Skepticism
In brief, I'm lecturing on an article that criticizes the standard skepticism of Hume (the position that we must reluctantly, grumpily, taciturnly accept Skepticism as a position - shit folks, we cannot be 100% certain, Heisenberg taught us that) in a standard fashion. It says - what is this skepticism stance when it's claim to doubt becomes meaningless. Run it through this example:
There is a book in front of me.
How do you know?
I can touch it.
Why do you trust your sense of touch?
Other people verify it. AND I can see it, it fits the definition of a book etc...
Yes, but couldn't you be in doubt?
Here the argument can get quite sophisticated - the short answer is "Sure you can still doubt - there is always some doubt. The standard argument against this is as follows:
Stating that an event (it will rain tomorrow without evidence) is probable and ALSO stating that an event (it will rain tomorrow with very strong evidence to support it) is probable is a verbal manipulation that leaves you nowhere. Why not allow the word "certain" in cases where it is most certainly true? When there is multiple, strong, clear evidence to advocate for it's truth? It's possible that the computer I am writing from will POOF! out of existence - no list of propositions that I can write (as known) would be contradictory to the event of it POOF!ing....but waiting for such a list to be possible leads you into an idiodic semantic battle.
This seems at the front, fairly convincing. We should talk about some things as probable (say Evolution or Intelligent Design) and other things as certain (say, the conservation of energy). It's USEFUL!

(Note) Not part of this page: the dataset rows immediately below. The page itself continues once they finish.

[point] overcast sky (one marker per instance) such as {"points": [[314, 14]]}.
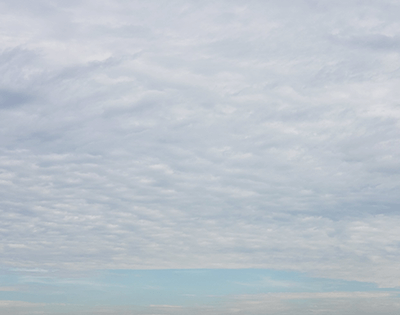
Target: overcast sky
{"points": [[201, 135]]}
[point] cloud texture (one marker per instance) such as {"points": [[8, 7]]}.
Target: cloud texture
{"points": [[178, 134]]}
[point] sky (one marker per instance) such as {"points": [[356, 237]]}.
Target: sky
{"points": [[199, 157]]}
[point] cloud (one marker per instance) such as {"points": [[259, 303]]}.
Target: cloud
{"points": [[212, 135]]}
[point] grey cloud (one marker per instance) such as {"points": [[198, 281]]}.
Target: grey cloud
{"points": [[203, 135]]}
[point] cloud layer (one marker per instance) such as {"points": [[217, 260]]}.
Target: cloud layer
{"points": [[201, 135]]}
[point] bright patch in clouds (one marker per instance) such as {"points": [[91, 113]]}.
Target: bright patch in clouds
{"points": [[205, 135]]}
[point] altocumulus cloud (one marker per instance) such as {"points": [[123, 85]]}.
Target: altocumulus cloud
{"points": [[212, 134]]}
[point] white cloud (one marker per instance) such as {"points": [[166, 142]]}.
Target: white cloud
{"points": [[201, 135]]}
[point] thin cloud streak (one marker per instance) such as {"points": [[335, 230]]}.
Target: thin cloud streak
{"points": [[216, 135]]}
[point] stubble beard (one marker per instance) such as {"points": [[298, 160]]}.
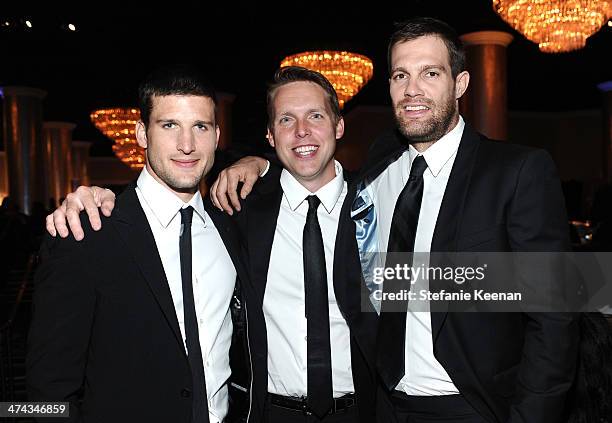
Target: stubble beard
{"points": [[431, 130]]}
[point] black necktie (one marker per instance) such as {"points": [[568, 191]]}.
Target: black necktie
{"points": [[194, 352], [392, 323], [319, 376]]}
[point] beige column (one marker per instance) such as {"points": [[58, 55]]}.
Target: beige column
{"points": [[22, 134], [485, 103], [57, 141], [224, 119], [80, 163], [606, 91]]}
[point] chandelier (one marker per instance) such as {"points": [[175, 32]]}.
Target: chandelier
{"points": [[556, 25], [347, 72], [119, 124]]}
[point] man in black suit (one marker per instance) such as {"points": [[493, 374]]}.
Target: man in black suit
{"points": [[471, 194], [126, 327], [308, 351], [438, 186], [312, 348]]}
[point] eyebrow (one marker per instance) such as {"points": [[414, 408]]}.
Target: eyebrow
{"points": [[171, 120], [317, 110], [421, 69]]}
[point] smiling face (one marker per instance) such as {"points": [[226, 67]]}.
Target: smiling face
{"points": [[180, 141], [423, 91], [304, 132]]}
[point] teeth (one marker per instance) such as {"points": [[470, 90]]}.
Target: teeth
{"points": [[305, 150], [414, 108]]}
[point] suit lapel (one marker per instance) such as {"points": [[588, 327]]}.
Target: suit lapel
{"points": [[349, 287], [262, 215], [133, 227], [451, 210], [229, 235]]}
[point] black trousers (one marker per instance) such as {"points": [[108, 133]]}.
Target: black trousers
{"points": [[447, 408], [276, 414]]}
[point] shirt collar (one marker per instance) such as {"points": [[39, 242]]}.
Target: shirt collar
{"points": [[164, 204], [440, 152], [329, 193]]}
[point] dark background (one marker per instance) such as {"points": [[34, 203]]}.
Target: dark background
{"points": [[241, 45]]}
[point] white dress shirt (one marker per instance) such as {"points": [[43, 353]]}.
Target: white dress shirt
{"points": [[284, 300], [424, 374], [214, 277]]}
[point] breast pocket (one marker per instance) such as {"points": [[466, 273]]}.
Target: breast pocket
{"points": [[490, 239]]}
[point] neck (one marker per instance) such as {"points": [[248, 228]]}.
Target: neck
{"points": [[316, 183]]}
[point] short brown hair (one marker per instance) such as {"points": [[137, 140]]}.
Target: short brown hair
{"points": [[421, 26], [289, 74]]}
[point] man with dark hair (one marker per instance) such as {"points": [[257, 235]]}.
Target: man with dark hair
{"points": [[438, 186], [442, 187], [126, 326], [312, 349]]}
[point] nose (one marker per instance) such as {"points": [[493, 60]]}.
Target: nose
{"points": [[186, 142], [301, 129], [412, 88]]}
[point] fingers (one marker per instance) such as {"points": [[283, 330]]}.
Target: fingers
{"points": [[213, 194], [73, 206], [59, 220], [222, 199], [232, 188], [107, 201], [50, 226], [90, 202], [247, 185]]}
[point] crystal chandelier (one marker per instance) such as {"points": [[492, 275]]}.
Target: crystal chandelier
{"points": [[556, 25], [348, 72], [119, 124]]}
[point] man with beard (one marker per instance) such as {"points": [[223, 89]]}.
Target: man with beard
{"points": [[453, 190], [439, 186]]}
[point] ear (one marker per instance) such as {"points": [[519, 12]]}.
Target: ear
{"points": [[461, 83], [340, 128], [270, 138], [141, 134]]}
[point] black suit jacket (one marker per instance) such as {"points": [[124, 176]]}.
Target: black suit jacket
{"points": [[257, 222], [104, 334], [500, 197]]}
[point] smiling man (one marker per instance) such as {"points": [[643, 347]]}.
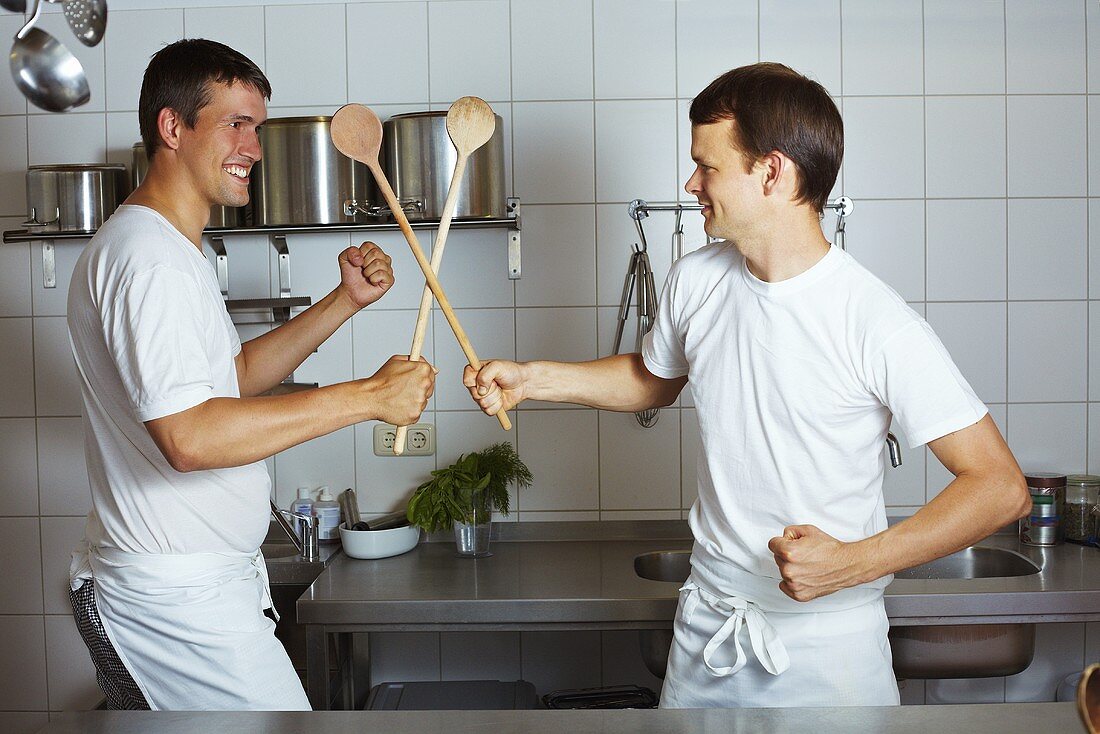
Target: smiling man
{"points": [[168, 587], [798, 358]]}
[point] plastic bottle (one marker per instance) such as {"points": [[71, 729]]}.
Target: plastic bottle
{"points": [[328, 516], [304, 505]]}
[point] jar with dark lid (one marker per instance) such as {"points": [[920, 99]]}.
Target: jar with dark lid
{"points": [[1043, 524], [1079, 522]]}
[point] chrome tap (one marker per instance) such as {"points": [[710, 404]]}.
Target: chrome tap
{"points": [[894, 450], [308, 545]]}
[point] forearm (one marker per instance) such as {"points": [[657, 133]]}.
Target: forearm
{"points": [[227, 431], [268, 359], [969, 508], [614, 383]]}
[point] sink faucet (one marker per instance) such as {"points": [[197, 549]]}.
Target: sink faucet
{"points": [[308, 545]]}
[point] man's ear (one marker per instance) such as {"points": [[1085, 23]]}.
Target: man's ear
{"points": [[169, 126], [777, 172]]}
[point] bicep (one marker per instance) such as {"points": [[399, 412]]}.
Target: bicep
{"points": [[976, 448]]}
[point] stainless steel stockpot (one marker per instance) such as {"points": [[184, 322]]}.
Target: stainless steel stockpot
{"points": [[219, 216], [303, 178], [419, 160], [74, 197]]}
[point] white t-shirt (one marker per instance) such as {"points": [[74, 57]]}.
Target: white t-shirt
{"points": [[794, 384], [151, 338]]}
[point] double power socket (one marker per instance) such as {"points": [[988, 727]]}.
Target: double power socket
{"points": [[419, 440]]}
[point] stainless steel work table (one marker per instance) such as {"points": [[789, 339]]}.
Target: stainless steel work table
{"points": [[580, 576], [976, 719]]}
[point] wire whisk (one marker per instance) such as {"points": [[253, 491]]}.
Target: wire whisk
{"points": [[639, 280]]}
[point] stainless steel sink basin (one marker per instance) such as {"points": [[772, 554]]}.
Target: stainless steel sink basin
{"points": [[278, 550], [958, 650], [972, 562]]}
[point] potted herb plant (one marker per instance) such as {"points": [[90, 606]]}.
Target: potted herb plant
{"points": [[464, 495]]}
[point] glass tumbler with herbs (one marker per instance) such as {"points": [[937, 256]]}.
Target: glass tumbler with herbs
{"points": [[465, 494], [1080, 518]]}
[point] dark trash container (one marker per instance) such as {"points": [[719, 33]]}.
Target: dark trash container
{"points": [[453, 696], [611, 697]]}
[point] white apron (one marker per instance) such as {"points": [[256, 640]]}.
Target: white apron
{"points": [[729, 653], [190, 628]]}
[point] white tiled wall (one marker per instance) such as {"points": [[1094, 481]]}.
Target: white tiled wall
{"points": [[971, 154]]}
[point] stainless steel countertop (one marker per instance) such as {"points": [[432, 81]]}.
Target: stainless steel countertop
{"points": [[977, 719], [586, 580]]}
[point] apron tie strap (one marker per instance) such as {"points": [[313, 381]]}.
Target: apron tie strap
{"points": [[261, 566], [740, 613]]}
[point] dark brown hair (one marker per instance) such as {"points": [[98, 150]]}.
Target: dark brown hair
{"points": [[179, 76], [774, 108]]}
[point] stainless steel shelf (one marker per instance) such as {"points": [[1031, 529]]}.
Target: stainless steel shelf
{"points": [[277, 238], [507, 222]]}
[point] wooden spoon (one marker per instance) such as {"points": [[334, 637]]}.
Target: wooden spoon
{"points": [[470, 123], [356, 132]]}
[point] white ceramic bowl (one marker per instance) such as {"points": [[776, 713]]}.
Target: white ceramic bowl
{"points": [[378, 544]]}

But what this argument doesn't do is adequately criticize the classical formulations of Skepticism. It posits that there is a position/stance: Skepticism. When in fact, the Greek skeptics, Descartes even Hume often advocate for skepticism as an ability or skill. Skepticism isn't a position one adopts, or a title for an individual in an absolute sense: Joel is a skeptic - meaning Joel refuses to talk about something as certain. Rather skepticism is a mode of being, or mode of thought: Joel is being skeptical or Joel is a skeptic (as someone who is often engaged in the mode of being skeptical). Skepticism is a way, as Sextus Empiricus writes - that leads one to tranquility or as the Chuangtzu advocates - puts one in harmony with the world.